Six months later, tensions increase between the migrant ranchers and the citizens of Randville. In Washington, Gene finds it difficult to accomplish anything, stymied by the red tape of Congressional procedures and the secret efforts of Holloway's lobbyist. After his efforts to pass a flood control bill are defeated, Gene returns to Randville in the midst of another torrential downpour. The valley narrowly avoids disaster when Gene rallies the migrants to fight the raging river. Holloway finally realizes the importance of flood control and agrees to support Gene's bill.

==Cast==
- Gene Autry as Gene Autry
- Smiley Burnette as Frog Millhouse
- Mary Carlisle as Mary Ford
- Douglass Dumbrille as Stephen Holloway
- Pals of the Golden West as Singers and Musicians
- William Farnum as Senator Timothy Nolan
- Lee "Lasses" White as Storekeeper
- Ralph Peters as Satchel
- Gordon Hart as Congressman Fuller
- Victor Potel as Man in Store
- Jack Ingram as Blockade Boss
- Sammy McKim as Eddie
- Reginald Barlow as Higgins, a migrant
- Eddie Kane as Congressman
- Guy Usher as Mr. Craig, Mary's Boss
- Slim Whitaker as Migrant (uncredited)
- Dan White as Townsman (uncredited)
- Champion as Gene's Horse (uncredited)

==Production==

===Stuntwork===
Stuntwork on the film was performed by Joe Yrigoyen (Gene's double), Jack Kirk (Smiley's double), and David Sharpe.

===Filming locations===
Rovin' Tumbleweeds was filmed on location in Burro Flats in Simi Hills, California, Corriganville, and the Chatsworth Railroad Station.

===Soundtrack===
- "Away Out Yonder" (Fred Rose) by Gene Autry and Cowhands (during the opening credits and reprised at the end)
- "Ole Peaceful River" (Johnny Marvin) by Gene Autry and Cowhands
- "On the Sunny Side of the Cell" by Smiley Burnette and Cowhands in jail
- "Paradise in the Moonlight" (Gene Autry, Fred Rose) by Gene Autry and Cowhands
- "Back in the Saddle Again" (Ray Whitley) by Gene Autry and Pals of the Golden West
- "Rocky Mountain Express" (Harry Tobias, Charles Tobias, Albert von Tilzer) by Smiley Burnette and Pals of the Golden West, with Nora Lou Martin as soloist
- "Hurray" by Smiley Burnette
- "A Girl Like You and a Night Like This" (Gene Autry, Johnny Marvin) by Gene Autry

==Memorable lines==
- Mary Ford: Congressman Fuller isn't going to run for re-election.
Gene Autry: Well, that won't break my heart.
Frog Millhouse: Who's going to run in his place?
Mary Ford: Gene!
Gene Autry: Say, did you land on your head?
Mary Ford: The evidence points to the other extremity.

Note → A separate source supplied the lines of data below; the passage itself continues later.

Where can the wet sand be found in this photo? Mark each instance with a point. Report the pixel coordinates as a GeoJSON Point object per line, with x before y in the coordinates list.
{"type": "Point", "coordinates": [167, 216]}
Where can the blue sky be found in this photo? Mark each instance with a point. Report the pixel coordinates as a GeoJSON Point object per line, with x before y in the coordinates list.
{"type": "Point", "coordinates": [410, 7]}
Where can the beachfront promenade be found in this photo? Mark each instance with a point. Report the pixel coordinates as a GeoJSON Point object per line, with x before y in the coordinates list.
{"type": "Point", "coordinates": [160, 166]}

- Gene Autry: I'm no politician.
Mary Ford: You were no radio singer, either, until I shoved a microphone in front of you.

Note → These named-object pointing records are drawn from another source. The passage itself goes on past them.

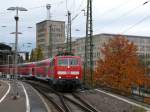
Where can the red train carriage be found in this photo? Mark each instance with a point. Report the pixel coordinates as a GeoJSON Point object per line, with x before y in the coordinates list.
{"type": "Point", "coordinates": [60, 71]}
{"type": "Point", "coordinates": [41, 69]}
{"type": "Point", "coordinates": [67, 72]}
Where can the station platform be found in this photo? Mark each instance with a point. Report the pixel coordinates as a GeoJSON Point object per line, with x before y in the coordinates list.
{"type": "Point", "coordinates": [16, 96]}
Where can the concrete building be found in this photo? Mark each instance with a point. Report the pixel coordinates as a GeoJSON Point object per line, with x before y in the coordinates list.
{"type": "Point", "coordinates": [49, 34]}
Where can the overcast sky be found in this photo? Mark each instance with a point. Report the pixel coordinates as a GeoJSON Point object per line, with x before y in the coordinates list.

- Hutton: I'm working for the boys who know how to take care of me.
Gene Autry: Well, here's my way of taking care of boys like you. [Gene slugs him]

- Gene Autry: Folks, if you're as tired of listenin' to your favorite commentator as I am, you'll be glad to know this is her last broadcast. From now on, she'll do her broadcastin' from the kitchen, 'cause I'm going to marry her.